The premier features a solo work by Schenfeld, as well as a work with her troupe.
In her new work, Schenfeld employs masks in order to peel them off. “These days, my goal is to fly low in order to reach high,” she says. “There is no music in this work. I carry the burden on my shoulders: the movement, the sound and the set. I totally expose myself. I speak – not in Hebrew, nor English, Russian nor Arabic – but gibberish. To quote Aristotle, I am the actor, not the thinker.”

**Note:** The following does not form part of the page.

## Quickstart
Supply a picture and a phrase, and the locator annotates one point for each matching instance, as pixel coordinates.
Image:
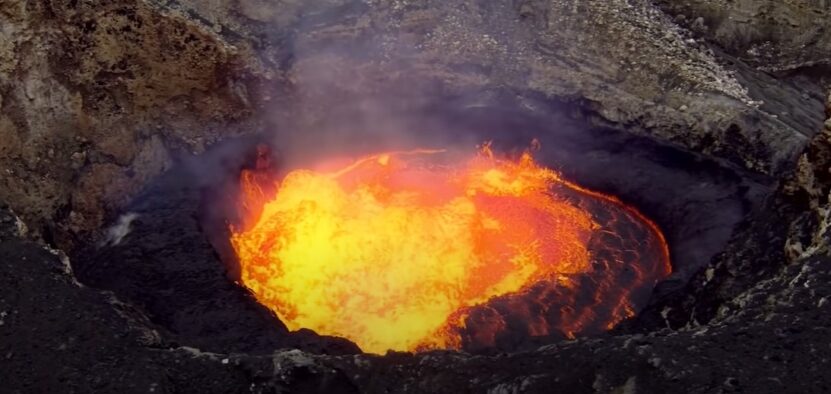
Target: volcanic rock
(105, 108)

Schenfeld created the work in one day. “It was a big surprise for me. It was an easy birth – the work just burst out. I had to force myself not to touch it, not to spoil it, or confuse or improve it. It was a real challenge to agree to that and to understand that it is possible. There are different births.”
Silent shows
On her decision not to use music, she says, “I always choose amazing music for my works and I love dancing to them. But in this work, I decided music was not necessary. Besides a telephone ringing – that sounds twice in the work – there is no music, no soundtrack. I am the dance’s soundtrack. “The phone ring is an intrusion, a sound from the outside world, that is trying to stop me and bring me back to reality, but I do not surrender to it.”
In this work, Schenfeld says “yes” to spontaneity and emotion, and “no” to planning. She finds beauty in imperfection, in wilting; explanations, she says, “often ruin and reduce.”
The six kimonos she dances in represent seasons of life, different moods, memories, doubts and joys – all completely bare.
In the second part of the evening, her troupe will perform Our Masks to music by Meredith Monk, Rimsky Korsakov and the New York-based Israeli composer Ari Frankel, who also wrote the music to her famous dance Jacob’s Dream.
“During the work process together, the masks initiated a new artistic process of rediscovering,” she reflects. “The mask dictated a new kind of movement; as if the body listened and surrendered. We discovered a new way to move – moving quietly, moving a little bit, moving from the inside, finding a different rhythm.”